Phänomene,die mir bislang kein Arzt erklären konnte,wie etwa meine Reizüberflutung wurden dort sehr ausführlich beschrieben.
Später im Text schreibe ich noch etwas ausführlicher darüber.
Eine Mitpatientin,einer psychiatrischen Station sprach mich an,ob ich auch Asperger hätte und damit traf ich die erste reale Person im Leben,die mit mir darüber sprechen konnte.
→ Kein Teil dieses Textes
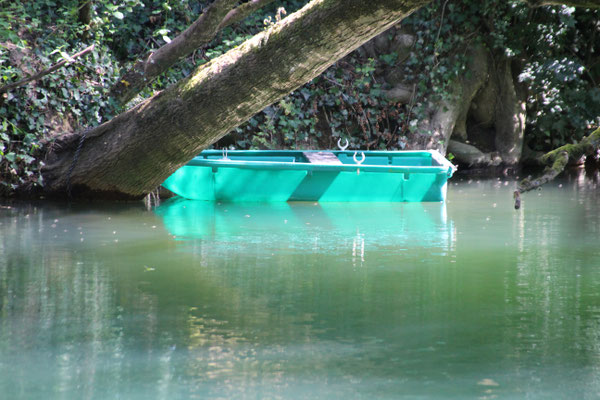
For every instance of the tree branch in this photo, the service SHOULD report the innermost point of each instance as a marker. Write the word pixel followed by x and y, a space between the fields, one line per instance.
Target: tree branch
pixel 239 13
pixel 45 72
pixel 570 3
pixel 216 17
pixel 557 159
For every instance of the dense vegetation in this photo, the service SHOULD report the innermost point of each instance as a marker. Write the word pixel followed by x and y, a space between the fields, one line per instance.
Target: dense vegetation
pixel 555 48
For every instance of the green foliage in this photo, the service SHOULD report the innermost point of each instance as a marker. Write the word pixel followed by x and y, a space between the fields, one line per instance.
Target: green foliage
pixel 43 33
pixel 556 47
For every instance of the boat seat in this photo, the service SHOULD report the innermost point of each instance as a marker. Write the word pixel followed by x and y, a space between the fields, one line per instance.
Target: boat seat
pixel 321 157
pixel 369 160
pixel 412 161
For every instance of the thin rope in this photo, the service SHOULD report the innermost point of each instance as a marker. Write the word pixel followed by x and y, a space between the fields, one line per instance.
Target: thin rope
pixel 74 162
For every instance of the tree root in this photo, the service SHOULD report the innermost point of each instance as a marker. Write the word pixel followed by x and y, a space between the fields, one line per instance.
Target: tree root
pixel 556 161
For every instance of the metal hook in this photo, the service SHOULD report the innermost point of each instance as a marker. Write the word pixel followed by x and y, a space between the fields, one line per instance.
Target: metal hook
pixel 359 162
pixel 362 159
pixel 342 148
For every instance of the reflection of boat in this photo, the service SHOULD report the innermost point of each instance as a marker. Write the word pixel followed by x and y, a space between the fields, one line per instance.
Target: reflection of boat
pixel 299 224
pixel 330 176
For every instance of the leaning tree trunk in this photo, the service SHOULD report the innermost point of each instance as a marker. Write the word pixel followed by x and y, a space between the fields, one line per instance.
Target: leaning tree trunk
pixel 448 115
pixel 133 153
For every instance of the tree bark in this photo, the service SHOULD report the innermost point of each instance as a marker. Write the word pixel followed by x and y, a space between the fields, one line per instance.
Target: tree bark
pixel 510 115
pixel 216 17
pixel 136 151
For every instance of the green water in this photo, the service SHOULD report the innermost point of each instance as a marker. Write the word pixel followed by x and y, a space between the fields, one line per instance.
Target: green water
pixel 470 299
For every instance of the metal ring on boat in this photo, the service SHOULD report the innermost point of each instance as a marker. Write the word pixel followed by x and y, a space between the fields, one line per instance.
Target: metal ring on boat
pixel 340 144
pixel 362 159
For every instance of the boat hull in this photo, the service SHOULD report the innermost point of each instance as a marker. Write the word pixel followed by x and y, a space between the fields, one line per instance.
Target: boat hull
pixel 241 179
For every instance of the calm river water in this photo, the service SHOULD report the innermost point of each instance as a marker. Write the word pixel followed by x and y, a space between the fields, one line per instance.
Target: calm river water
pixel 469 299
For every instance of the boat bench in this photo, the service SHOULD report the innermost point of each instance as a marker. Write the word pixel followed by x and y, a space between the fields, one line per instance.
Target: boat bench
pixel 387 160
pixel 254 158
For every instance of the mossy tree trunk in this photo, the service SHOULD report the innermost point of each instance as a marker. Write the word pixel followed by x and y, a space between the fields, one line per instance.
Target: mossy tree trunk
pixel 133 153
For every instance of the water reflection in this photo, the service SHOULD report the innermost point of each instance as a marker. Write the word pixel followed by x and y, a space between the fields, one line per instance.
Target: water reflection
pixel 204 300
pixel 334 228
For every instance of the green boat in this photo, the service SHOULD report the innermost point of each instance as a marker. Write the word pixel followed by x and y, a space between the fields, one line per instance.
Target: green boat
pixel 324 176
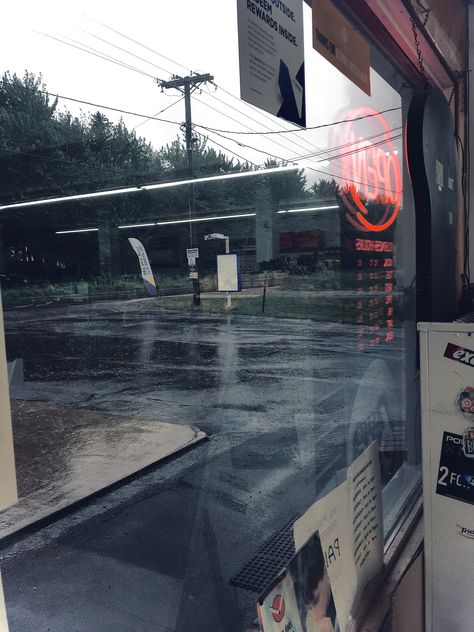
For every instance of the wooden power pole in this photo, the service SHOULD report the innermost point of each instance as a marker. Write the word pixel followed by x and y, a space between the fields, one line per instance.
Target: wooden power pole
pixel 187 85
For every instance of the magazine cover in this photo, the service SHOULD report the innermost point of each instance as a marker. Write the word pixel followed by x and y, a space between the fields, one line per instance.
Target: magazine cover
pixel 302 599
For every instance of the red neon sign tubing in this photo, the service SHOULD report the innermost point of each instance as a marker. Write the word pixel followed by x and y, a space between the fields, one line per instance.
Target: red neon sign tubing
pixel 394 196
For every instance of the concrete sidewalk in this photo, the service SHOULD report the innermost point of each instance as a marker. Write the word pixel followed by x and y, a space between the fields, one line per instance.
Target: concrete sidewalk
pixel 65 454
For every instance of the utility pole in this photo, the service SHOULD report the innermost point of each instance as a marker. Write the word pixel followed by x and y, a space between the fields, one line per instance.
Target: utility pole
pixel 187 85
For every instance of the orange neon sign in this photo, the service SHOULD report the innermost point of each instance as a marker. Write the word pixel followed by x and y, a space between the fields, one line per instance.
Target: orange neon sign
pixel 371 171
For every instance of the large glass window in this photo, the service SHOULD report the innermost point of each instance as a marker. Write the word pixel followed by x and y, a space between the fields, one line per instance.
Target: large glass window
pixel 290 377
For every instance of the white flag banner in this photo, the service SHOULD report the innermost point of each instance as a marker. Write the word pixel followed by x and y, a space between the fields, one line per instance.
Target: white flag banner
pixel 8 488
pixel 147 274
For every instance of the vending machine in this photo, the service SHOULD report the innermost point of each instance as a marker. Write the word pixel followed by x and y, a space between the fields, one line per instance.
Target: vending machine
pixel 447 396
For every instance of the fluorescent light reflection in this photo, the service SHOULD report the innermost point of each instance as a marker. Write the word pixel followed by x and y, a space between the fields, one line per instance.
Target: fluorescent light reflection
pixel 311 209
pixel 137 225
pixel 187 221
pixel 148 187
pixel 77 230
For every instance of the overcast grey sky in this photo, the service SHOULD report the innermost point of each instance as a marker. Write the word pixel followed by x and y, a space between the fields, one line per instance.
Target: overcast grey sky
pixel 200 35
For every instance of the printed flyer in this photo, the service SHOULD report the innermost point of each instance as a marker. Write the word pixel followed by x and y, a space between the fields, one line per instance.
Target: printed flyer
pixel 302 599
pixel 339 544
pixel 271 53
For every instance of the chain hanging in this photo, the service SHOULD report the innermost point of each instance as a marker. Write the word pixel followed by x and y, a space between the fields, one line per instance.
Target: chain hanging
pixel 421 65
pixel 426 12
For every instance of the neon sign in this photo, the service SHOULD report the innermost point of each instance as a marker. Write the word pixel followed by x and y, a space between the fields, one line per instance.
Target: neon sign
pixel 373 190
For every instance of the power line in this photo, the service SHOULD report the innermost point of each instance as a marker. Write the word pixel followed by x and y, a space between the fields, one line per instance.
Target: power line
pixel 326 173
pixel 159 112
pixel 286 131
pixel 213 96
pixel 235 120
pixel 111 59
pixel 246 160
pixel 321 126
pixel 124 50
pixel 138 43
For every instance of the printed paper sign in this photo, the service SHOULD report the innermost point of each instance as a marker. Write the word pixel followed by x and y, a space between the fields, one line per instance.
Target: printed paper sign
pixel 271 51
pixel 8 488
pixel 337 40
pixel 147 274
pixel 302 600
pixel 349 521
pixel 228 273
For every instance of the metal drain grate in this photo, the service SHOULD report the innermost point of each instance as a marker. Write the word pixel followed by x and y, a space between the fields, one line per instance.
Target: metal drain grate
pixel 270 559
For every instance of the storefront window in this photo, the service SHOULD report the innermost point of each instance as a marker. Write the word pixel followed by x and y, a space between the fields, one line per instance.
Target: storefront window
pixel 291 376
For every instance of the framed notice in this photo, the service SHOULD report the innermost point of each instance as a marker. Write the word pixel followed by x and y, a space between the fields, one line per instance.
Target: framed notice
pixel 8 488
pixel 228 273
pixel 337 40
pixel 271 53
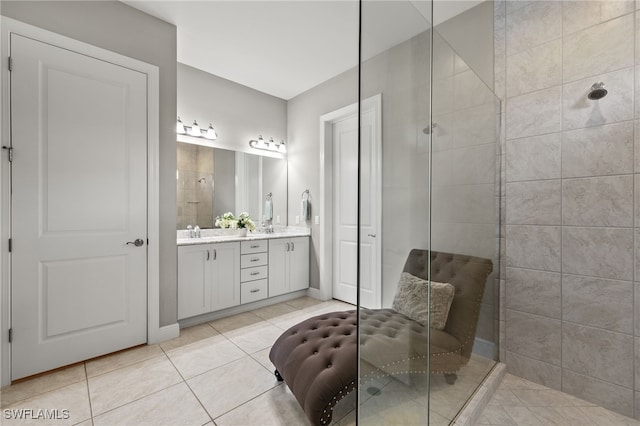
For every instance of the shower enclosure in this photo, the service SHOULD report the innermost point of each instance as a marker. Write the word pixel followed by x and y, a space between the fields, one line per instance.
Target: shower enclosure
pixel 439 192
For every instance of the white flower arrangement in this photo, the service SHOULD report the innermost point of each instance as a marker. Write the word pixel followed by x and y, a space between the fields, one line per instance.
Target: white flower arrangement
pixel 244 221
pixel 228 220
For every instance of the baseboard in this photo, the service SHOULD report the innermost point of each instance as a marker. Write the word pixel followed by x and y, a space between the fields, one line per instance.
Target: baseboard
pixel 167 332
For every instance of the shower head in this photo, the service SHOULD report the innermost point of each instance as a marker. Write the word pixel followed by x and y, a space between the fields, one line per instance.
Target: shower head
pixel 597 91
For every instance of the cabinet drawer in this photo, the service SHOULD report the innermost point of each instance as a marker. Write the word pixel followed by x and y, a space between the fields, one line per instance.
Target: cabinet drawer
pixel 252 274
pixel 250 260
pixel 255 246
pixel 252 291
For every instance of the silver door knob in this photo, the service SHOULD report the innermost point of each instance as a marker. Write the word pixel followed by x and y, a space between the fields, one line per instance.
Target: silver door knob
pixel 139 242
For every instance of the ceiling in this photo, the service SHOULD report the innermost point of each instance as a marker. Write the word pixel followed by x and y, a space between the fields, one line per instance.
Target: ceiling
pixel 284 48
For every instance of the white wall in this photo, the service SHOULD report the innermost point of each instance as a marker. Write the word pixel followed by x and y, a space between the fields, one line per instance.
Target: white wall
pixel 119 28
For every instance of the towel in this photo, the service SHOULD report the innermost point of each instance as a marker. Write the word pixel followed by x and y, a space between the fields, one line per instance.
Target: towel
pixel 268 209
pixel 305 211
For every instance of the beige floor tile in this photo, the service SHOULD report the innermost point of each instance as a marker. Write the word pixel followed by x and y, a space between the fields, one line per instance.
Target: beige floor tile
pixel 189 335
pixel 235 322
pixel 122 359
pixel 42 384
pixel 175 405
pixel 73 398
pixel 522 415
pixel 119 387
pixel 205 355
pixel 276 407
pixel 227 387
pixel 256 337
pixel 263 358
pixel 495 415
pixel 303 302
pixel 274 311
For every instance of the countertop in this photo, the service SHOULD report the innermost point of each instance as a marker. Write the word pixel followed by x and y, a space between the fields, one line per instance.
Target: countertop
pixel 223 236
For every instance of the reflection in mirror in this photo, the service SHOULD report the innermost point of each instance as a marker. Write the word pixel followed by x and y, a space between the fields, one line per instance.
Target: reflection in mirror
pixel 213 181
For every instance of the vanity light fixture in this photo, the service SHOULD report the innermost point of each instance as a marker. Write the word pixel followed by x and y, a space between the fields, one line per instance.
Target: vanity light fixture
pixel 195 130
pixel 268 146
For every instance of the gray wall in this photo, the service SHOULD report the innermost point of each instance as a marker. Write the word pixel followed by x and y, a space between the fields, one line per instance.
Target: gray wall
pixel 470 34
pixel 571 224
pixel 119 28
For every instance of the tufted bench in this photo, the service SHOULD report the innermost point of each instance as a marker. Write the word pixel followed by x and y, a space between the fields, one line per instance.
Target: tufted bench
pixel 317 358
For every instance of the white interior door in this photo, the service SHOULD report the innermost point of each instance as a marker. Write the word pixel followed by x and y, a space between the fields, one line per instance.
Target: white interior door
pixel 79 134
pixel 345 213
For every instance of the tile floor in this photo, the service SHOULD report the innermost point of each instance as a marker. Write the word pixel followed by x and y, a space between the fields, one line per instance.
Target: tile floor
pixel 219 373
pixel 519 402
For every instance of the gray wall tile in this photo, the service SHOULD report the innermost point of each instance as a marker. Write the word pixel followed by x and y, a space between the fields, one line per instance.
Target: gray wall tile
pixel 534 292
pixel 534 370
pixel 537 68
pixel 535 113
pixel 579 112
pixel 605 394
pixel 597 252
pixel 534 247
pixel 596 151
pixel 598 201
pixel 533 158
pixel 597 302
pixel 593 352
pixel 577 15
pixel 534 336
pixel 599 49
pixel 534 202
pixel 532 25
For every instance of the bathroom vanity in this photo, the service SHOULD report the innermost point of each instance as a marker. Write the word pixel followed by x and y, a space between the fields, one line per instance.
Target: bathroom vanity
pixel 218 271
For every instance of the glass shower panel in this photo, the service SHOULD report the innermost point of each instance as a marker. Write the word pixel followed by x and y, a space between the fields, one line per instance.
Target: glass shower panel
pixel 393 210
pixel 465 193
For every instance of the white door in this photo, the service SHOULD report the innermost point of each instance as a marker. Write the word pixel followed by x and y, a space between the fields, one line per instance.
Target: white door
pixel 79 133
pixel 345 213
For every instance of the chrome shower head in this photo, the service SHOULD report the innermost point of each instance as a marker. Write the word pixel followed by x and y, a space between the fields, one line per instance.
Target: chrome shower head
pixel 597 91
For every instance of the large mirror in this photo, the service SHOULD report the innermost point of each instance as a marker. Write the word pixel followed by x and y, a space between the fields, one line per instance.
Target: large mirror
pixel 213 181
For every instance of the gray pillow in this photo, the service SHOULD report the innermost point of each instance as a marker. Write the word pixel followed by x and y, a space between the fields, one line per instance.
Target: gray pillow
pixel 412 296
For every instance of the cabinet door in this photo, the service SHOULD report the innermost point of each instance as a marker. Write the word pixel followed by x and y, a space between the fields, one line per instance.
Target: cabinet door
pixel 194 278
pixel 225 283
pixel 278 269
pixel 299 264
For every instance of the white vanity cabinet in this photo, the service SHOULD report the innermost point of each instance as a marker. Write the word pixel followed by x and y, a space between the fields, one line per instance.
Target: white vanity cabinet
pixel 208 278
pixel 288 265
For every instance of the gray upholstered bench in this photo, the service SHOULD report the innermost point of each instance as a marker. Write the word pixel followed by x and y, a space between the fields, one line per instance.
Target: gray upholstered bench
pixel 317 358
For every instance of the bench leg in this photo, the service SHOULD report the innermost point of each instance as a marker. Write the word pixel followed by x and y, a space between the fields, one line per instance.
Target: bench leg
pixel 450 378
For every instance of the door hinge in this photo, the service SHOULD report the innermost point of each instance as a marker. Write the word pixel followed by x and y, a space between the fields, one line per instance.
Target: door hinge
pixel 9 150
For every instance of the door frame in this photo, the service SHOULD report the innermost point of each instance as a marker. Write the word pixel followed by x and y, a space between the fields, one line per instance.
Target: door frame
pixel 325 259
pixel 155 333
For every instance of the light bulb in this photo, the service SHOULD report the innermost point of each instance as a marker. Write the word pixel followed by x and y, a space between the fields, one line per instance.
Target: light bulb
pixel 180 128
pixel 211 133
pixel 195 130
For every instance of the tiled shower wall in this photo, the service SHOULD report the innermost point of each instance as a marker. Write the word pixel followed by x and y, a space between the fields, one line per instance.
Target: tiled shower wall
pixel 572 207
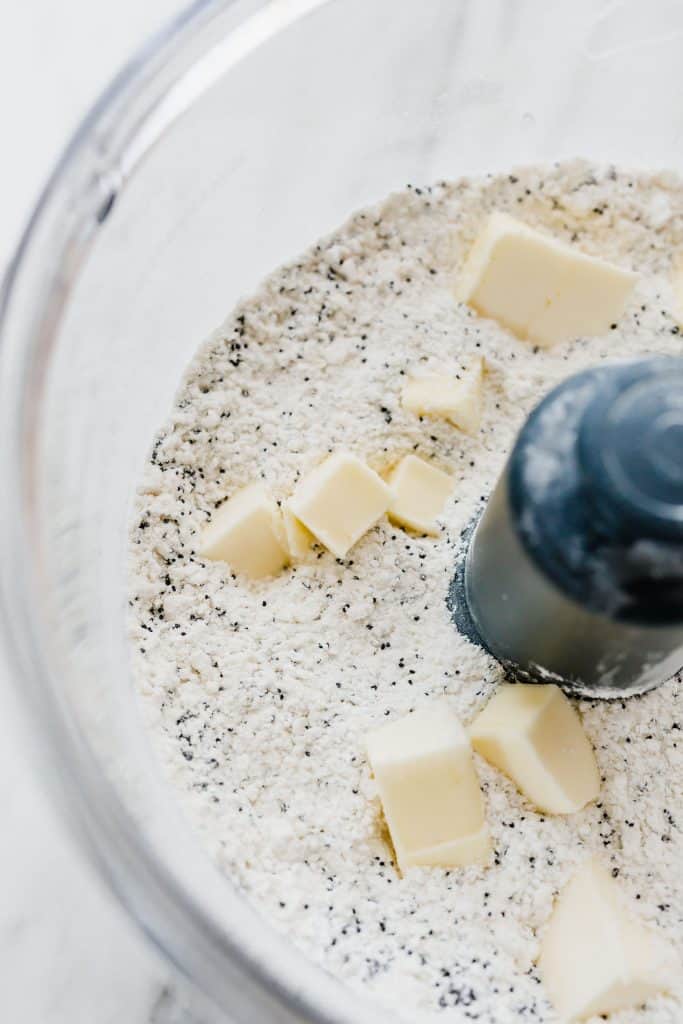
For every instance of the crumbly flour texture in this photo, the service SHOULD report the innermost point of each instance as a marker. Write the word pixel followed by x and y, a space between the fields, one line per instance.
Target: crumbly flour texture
pixel 258 694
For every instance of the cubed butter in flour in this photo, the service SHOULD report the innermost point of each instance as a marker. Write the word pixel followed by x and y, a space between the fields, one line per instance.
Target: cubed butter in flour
pixel 677 283
pixel 420 492
pixel 429 790
pixel 534 734
pixel 459 399
pixel 539 288
pixel 596 957
pixel 340 501
pixel 299 540
pixel 247 532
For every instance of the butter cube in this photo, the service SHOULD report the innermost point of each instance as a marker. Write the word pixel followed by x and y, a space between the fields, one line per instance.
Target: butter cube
pixel 299 540
pixel 595 956
pixel 340 501
pixel 534 734
pixel 420 492
pixel 429 790
pixel 677 283
pixel 539 288
pixel 247 532
pixel 458 399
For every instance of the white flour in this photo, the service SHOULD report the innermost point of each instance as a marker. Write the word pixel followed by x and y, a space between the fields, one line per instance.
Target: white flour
pixel 259 694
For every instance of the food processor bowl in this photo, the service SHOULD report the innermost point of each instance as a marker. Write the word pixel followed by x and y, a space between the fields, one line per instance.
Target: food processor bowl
pixel 233 139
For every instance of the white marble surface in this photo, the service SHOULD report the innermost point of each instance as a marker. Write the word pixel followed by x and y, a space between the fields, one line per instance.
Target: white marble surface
pixel 68 954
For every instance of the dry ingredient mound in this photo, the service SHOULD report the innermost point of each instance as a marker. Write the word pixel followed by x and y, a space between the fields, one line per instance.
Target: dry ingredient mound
pixel 258 694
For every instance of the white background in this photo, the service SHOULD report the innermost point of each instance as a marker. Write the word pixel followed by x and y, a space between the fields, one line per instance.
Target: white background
pixel 68 954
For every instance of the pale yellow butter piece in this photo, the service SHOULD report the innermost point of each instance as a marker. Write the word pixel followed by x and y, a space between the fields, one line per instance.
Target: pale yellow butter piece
pixel 458 399
pixel 247 532
pixel 420 492
pixel 677 283
pixel 340 501
pixel 539 288
pixel 595 956
pixel 534 734
pixel 299 540
pixel 429 790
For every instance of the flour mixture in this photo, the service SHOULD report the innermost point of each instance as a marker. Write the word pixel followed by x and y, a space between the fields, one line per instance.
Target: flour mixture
pixel 259 694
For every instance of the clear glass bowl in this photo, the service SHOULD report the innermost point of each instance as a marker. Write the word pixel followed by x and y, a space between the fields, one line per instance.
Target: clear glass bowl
pixel 237 137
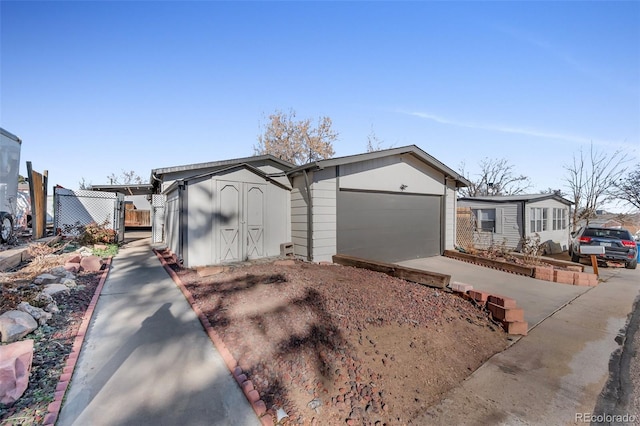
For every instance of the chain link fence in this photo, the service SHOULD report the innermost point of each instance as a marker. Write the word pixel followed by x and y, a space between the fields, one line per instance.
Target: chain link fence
pixel 157 218
pixel 74 209
pixel 468 237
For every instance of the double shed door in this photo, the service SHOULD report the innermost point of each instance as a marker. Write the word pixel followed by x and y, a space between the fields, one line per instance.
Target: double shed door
pixel 240 231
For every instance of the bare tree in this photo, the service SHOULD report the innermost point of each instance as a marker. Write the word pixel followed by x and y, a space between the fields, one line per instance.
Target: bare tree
pixel 296 141
pixel 627 189
pixel 496 177
pixel 553 191
pixel 374 143
pixel 125 178
pixel 590 179
pixel 83 184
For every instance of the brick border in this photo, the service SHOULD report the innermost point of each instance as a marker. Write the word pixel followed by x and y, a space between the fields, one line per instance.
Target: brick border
pixel 246 385
pixel 53 410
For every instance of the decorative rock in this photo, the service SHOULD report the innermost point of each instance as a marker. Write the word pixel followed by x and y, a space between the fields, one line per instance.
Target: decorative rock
pixel 91 264
pixel 209 270
pixel 14 325
pixel 72 267
pixel 43 299
pixel 38 314
pixel 69 282
pixel 52 308
pixel 52 289
pixel 45 279
pixel 15 367
pixel 59 271
pixel 76 258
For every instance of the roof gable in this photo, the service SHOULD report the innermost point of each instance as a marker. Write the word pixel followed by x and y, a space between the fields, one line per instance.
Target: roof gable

Wir sind heute noch in Kontakt und darüber bin ich froh,ich wünsche ihr noch viele schöne Jahre im Leben,denn sie ist etwas jünger als ich .
Sie hat die Diagnose in dem Alter bekommen, in dem ich "krank" wurde,oder zumindestens nach aussen sichtbar leide.
1993 gab es die Diagnostik noch nicht in der Form,wie es sie heute gibt.